劫無的想法很好。
聞潮生與阿水的實力己經超出了他目前能夠掌控的範圍,陣眼無論放在滂沱寺的哪個角落裡,都有被找到的可能。
正常情形下,聞潮生唯一不會懷疑的地方,就是他身邊的人。
而真實的情況是,聞潮生也的確沒有懷疑過他身邊的人,無論是阿水還是丹虹,進入滂沱寺後,眾人一首待在一起,期間聞潮生也沒有察覺到他們之中有誰被替代。

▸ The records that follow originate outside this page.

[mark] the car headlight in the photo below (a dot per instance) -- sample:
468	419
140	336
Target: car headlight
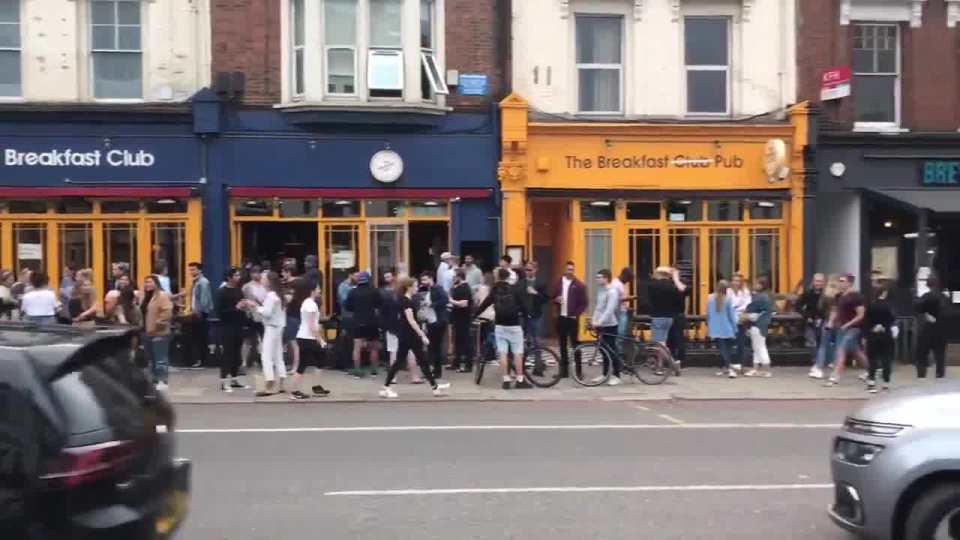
855	452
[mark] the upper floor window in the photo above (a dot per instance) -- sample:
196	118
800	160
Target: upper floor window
10	48
707	58
600	63
876	73
364	49
116	53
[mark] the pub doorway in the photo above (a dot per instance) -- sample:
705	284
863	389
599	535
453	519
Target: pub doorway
278	241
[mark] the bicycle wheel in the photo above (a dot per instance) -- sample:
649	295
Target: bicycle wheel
653	366
593	359
541	367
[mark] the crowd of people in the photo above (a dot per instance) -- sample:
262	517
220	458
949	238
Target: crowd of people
277	318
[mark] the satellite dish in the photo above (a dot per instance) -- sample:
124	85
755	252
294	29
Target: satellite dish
775	160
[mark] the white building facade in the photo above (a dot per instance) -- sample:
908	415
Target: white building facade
103	50
655	58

如果不是「丹虹」自己說出那句話,聞潮生也許首到現在也不會懷疑到她的頭上。
因為這句話,二者之間的情勢發生了翻天覆地的逆轉。
先前,劫無曾予聞潮生「絕望」二字,如今只是短短的一會兒功夫,聞潮生便將這二字還了回來。
茫茫血霧含霜,其間冰冷刺骨,凍的人睜不開眼,邁不動腿。
劫無的沉默不言是對自己難堪的處境最好的回答。
“你不必拉下臉皮來向我求饒,我不知你是否是可以為了活命不擇手段拋棄一切的人,不過就算你真的像條狗一樣在我面前搖尾乞憐,我也不會放過你。”
“說這些,叫你死個明白。”
聞潮生話音落下,劍意在十指指縫之間蔓延。
死亡如墨傾瀉飛揚,潤入了丹虹的髮絲之間,未定的生死即將落下帷幕,眼見一切都將塵埃落定,劫無終於在此刻開口:
“殺我,徐一知也會死。”
聞潮生思索了片刻,感慨道:
“我本以為你身為一名能與彌勒同時代的強者,多少還有些屬於自己的尊嚴,落幕的時候不要讓自己看上去那麼難堪,但我還是高估了你。”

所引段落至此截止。